Guitarist John Fahey, right, played with Taj Mahal in a show at Wolf Trap in 1971. (File/The Washington Post)

Listen to the metaphysical folk songs that the late John Fahey recorded way back in the 1960s, and they can still transport you to unknown worlds. And that seems to have been the idea all along. Fahey — who grew up in Takoma Park, Md., in the 1940s — had been traveling among worlds since childhood.

In his chaotic not-quite-a-memoir, “How Bluegrass Music Destroyed My Life,” from 2000, the guitarist made his adolescent romps through the woods near Sligo Creek sound like freaky hallucinations — he venerated mystical turtles and claimed to have encountered phantom “cat people.” And just as growing up in Takoma Park left wild marks on Fahey’s imagination, it also left lasting marks on his songbook. He named two of his most evocative instrumentals “Sligo River Blues” and “Takoma Park Pool Hall Blues.”

It’s too bad that the city of Takoma Park hasn’t named much after Fahey in return, but maybe that will change after the Thousand Incarnations of the Rose. The music festival takes place this weekend at various venues in Takoma Park and will celebrate Fahey and his co-pioneers of “American primitive,” an influential style of fingerpicked guitar playing that can sound both rough and virtuosic, as if more than two hands are crowding the guitar strings at once. The style has spread slow and steady across the American underground since Fahey’s death in 2001, and festival organizers felt it was time to bring the guitarist’s legacy back home.

“Longtime residents of Takoma Park definitely know about Fahey,” says organizer Steve Korn. “But there’s been so much change in the neighborhood, I get the sense that the new residents don’t know a thing about Takoma Park being part of an important strand of musical history.”

An undated photo of a young John Fahey at his childhood home in Takoma Park, Md. (Courtesy of Melissa Stephenson)

To launch the festival, Korn, one of the principals behind the Takoma Park arts venue Rhizome, teamed up with American primitive boosters across the country: Philadelphia documentarian and musician Jesse Sheppard, Boston guitarist Glenn Jones, Georgia concert promoter Kathy Harr and Takoma Park arts organizer Margaret Holt.

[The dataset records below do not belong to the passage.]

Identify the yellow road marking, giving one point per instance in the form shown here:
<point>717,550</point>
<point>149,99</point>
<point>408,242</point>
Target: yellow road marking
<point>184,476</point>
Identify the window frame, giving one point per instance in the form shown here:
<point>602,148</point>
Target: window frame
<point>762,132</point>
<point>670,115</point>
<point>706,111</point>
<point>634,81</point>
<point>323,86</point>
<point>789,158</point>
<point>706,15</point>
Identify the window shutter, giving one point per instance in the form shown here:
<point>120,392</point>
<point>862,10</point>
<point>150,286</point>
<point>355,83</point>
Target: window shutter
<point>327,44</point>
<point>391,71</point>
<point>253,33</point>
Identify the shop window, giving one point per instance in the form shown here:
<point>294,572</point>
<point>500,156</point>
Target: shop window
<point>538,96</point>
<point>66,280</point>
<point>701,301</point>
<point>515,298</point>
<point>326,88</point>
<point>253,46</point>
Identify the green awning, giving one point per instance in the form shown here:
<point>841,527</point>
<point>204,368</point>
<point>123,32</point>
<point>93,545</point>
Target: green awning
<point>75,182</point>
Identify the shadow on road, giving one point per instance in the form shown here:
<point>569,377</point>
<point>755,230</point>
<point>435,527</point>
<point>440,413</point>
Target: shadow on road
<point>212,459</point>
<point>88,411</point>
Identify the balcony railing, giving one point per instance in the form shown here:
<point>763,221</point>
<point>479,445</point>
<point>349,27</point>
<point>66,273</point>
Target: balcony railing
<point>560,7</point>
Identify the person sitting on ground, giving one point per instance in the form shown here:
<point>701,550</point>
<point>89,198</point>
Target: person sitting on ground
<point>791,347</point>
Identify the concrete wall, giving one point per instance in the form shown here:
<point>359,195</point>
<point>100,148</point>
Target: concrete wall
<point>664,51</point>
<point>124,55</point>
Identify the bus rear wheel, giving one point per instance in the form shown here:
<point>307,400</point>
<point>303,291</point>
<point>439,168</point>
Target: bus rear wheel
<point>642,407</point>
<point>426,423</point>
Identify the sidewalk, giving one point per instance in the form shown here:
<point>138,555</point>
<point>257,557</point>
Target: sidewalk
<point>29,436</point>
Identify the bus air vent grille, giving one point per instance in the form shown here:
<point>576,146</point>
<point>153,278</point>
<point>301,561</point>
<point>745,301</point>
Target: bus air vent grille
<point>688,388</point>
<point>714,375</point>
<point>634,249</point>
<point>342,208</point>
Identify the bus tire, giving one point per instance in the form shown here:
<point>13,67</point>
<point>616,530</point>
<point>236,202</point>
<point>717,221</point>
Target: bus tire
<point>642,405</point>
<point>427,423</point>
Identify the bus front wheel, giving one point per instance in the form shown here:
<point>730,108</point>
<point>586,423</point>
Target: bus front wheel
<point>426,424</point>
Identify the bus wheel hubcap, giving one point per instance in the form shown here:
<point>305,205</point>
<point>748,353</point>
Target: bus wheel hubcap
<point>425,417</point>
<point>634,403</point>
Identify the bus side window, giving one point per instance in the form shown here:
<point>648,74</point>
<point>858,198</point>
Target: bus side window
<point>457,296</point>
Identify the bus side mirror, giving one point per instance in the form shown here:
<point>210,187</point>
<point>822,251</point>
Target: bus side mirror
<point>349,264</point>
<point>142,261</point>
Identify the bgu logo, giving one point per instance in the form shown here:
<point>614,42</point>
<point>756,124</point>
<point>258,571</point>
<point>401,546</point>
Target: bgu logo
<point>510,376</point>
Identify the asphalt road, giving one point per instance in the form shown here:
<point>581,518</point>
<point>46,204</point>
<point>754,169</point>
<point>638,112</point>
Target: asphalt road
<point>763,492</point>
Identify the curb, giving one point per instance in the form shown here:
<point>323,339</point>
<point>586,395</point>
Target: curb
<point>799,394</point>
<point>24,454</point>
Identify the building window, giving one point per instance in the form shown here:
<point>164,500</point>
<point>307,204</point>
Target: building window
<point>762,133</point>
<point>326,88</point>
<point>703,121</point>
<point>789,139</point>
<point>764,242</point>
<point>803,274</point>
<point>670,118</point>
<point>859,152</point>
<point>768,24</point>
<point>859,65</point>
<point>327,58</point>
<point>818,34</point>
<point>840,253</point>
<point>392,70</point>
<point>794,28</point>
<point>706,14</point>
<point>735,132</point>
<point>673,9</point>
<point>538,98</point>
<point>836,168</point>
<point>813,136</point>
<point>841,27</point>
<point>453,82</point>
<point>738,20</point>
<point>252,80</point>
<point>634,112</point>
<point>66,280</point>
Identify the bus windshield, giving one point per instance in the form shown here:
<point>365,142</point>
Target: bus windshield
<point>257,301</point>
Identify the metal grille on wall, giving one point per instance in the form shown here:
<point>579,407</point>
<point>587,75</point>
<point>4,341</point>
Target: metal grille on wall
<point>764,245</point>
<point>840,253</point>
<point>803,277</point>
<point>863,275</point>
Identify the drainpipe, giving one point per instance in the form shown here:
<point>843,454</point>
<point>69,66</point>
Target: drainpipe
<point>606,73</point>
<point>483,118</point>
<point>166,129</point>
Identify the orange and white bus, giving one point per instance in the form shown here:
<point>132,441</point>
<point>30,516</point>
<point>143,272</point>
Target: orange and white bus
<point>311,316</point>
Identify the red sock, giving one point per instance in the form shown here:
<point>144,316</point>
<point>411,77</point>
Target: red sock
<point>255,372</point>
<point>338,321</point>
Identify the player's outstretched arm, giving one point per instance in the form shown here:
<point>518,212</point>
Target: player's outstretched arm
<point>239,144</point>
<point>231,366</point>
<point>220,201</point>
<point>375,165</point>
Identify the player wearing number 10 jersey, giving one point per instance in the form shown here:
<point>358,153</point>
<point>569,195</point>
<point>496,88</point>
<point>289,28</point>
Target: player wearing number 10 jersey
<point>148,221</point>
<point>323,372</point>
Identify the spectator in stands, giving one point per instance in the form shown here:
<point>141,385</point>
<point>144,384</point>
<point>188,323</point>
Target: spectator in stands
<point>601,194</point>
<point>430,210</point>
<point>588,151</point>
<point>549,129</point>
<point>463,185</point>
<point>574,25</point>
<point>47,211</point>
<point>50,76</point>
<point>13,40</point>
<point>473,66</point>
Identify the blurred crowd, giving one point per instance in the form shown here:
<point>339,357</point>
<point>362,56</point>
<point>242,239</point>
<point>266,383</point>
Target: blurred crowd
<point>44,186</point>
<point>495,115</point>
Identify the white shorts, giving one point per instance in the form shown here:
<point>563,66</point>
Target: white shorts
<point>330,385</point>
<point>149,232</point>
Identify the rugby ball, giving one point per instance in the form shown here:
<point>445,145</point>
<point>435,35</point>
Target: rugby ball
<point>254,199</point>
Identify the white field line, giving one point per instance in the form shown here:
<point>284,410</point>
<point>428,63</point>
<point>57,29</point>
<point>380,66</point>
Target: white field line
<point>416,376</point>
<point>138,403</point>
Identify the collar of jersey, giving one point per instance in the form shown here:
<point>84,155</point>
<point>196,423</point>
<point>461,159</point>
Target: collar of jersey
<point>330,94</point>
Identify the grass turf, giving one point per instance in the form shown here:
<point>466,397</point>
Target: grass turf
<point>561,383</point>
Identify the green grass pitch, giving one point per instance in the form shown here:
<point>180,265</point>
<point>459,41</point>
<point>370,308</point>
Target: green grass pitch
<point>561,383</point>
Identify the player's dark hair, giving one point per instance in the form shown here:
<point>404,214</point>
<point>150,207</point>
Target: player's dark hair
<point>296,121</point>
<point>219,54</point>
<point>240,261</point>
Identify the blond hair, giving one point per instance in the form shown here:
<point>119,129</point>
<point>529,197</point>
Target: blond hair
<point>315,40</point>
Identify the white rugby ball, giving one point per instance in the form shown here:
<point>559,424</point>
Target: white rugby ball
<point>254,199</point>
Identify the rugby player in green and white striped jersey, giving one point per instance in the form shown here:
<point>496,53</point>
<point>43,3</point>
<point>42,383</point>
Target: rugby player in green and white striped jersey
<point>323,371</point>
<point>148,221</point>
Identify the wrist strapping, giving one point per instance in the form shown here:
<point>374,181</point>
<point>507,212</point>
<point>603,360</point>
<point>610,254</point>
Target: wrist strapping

From there, they invited more than two dozen practitioners of American primitive to perform on Fahey’s stomping grounds, striking a thoughtful balance between living legends (Peter Lang, Max Ochs, Harry Taussig, Peter Walker) and rising torch-carriers (Marisa Anderson, Daniel Bachman, Nathan Bowles, Rob Noyes).

Listeners should expect this trans-generational slate to create the most simpatico of sparks. The music is steeped in tradition but has always felt ferociously multidirectional.

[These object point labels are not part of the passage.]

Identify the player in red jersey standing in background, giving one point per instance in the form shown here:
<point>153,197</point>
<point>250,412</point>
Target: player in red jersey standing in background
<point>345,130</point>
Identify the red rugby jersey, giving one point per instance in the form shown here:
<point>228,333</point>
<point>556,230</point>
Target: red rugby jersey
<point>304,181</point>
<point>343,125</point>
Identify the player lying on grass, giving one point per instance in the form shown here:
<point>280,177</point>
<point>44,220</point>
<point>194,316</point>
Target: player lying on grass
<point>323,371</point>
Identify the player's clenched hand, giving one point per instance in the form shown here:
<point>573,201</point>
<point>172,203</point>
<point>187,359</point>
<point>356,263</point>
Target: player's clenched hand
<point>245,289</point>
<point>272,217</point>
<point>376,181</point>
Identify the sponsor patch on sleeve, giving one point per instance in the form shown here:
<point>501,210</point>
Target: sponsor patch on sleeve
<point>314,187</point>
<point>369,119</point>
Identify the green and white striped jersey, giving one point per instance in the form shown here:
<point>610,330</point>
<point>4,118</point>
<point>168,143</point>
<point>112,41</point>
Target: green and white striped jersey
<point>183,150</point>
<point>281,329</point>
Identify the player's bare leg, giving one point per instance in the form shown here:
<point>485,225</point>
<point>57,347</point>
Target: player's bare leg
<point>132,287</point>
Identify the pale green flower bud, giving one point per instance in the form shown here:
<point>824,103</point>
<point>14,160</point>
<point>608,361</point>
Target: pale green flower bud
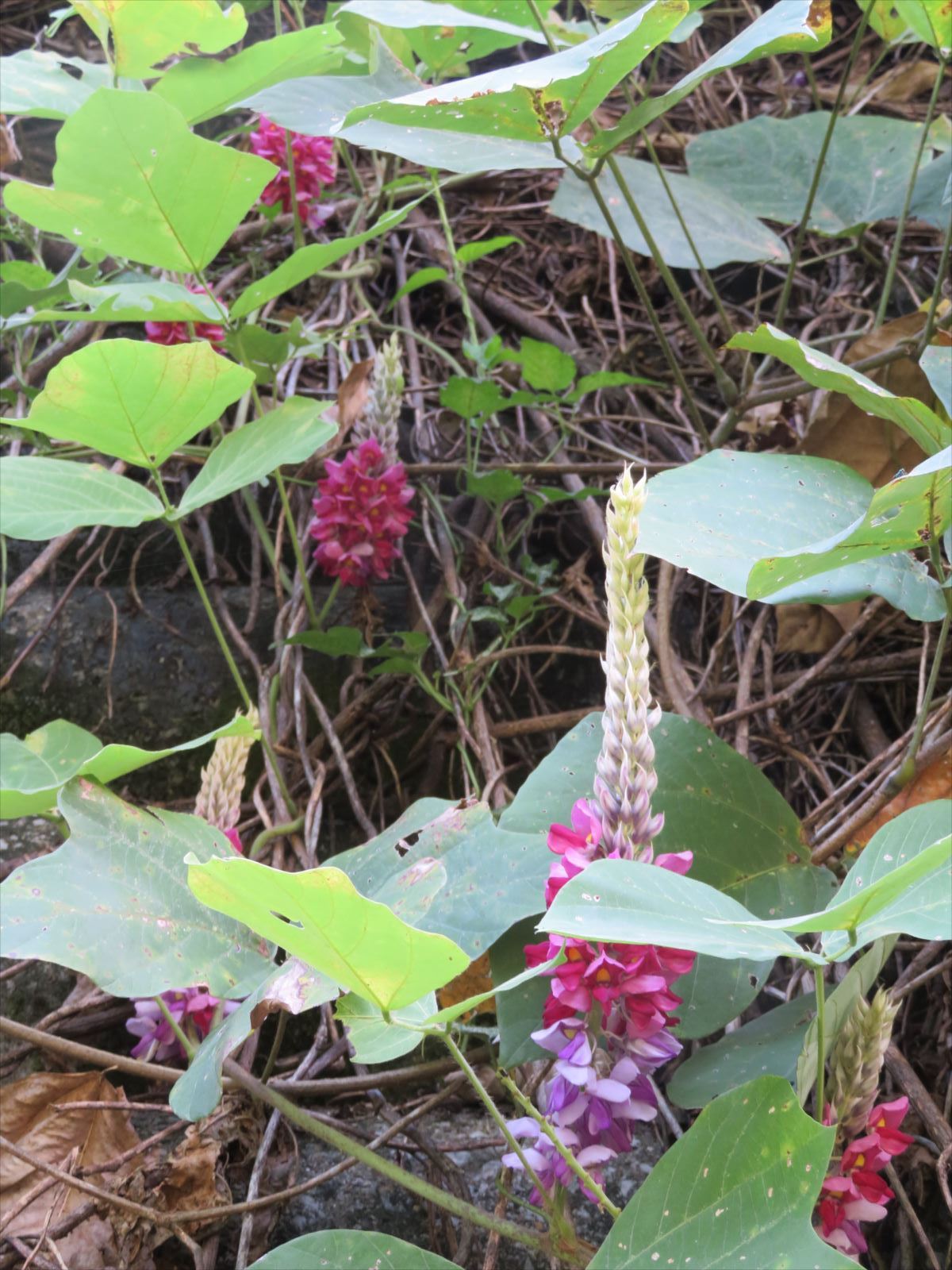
<point>382,413</point>
<point>224,780</point>
<point>625,772</point>
<point>857,1060</point>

“American primitive guitar playing has a foundation in the blues and others folk forms, but anyone who picks it up has freedom to go outward from there,” Sheppard says. “That’s what Fahey bequeathed to us as players: to know where we’re coming from but to feel this extreme freedom.”

Jones, a former Fahey collaborator who will also perform at the festival, says that it’s easy to feel dazzled by the technicality of this music but that the enduring magnetism of American primitive is rooted in something deeper.

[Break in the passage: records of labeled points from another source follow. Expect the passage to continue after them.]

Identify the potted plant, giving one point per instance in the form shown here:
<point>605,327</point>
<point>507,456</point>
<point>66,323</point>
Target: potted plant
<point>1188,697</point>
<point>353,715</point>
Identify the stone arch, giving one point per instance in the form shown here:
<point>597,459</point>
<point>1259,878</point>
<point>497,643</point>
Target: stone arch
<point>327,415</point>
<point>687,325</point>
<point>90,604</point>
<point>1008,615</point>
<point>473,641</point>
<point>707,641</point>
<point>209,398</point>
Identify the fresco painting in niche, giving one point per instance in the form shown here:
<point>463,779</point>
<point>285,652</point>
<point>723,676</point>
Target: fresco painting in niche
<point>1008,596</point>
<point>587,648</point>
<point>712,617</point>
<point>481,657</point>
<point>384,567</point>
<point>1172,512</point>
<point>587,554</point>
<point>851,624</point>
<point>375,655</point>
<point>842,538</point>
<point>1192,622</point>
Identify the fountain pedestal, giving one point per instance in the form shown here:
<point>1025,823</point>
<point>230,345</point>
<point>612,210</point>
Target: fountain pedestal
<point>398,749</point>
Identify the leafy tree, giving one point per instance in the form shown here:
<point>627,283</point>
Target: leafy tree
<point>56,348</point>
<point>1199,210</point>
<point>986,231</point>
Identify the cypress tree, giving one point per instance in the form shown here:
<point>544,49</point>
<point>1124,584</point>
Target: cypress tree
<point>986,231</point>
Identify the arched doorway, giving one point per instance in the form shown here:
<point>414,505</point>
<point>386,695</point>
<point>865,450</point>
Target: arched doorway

“I think the reason we’re still talking about people like Fahey and [Robbie] Basho is because there’s an emotional component to what they were doing that reaches us before the technical qualities come into play,” Jones says. “There was this idea that one person with one instrument could captivate you the same way a band did. Psychedelic music took you on an inner journey, but Fahey’s music did that, too. And it still does.”

All are welcome on that journey, newbies and superfans alike. If you know Takoma Park but you don’t know the music, you couldn’t ask for a more excellent crash course. For those who know the music but don’t know Takoma Park, the festival offers an opportunity to walk along the streets and streams that Fahey once mythologized in melody.

“For those of us who aren’t from there, we have this image of Takoma Park,” says Harr, the festival organizer from Georgia. “We might go down to the Sligo and look for turtles. We really could!”

Go for it. Just watch out for the cat people.

The festival takes place at various venues throughout Takoma Park, Md.

Dates: Friday-Sunday.

Tickets: Single- and three-day passes have sold out. Many shows don’t require tickets.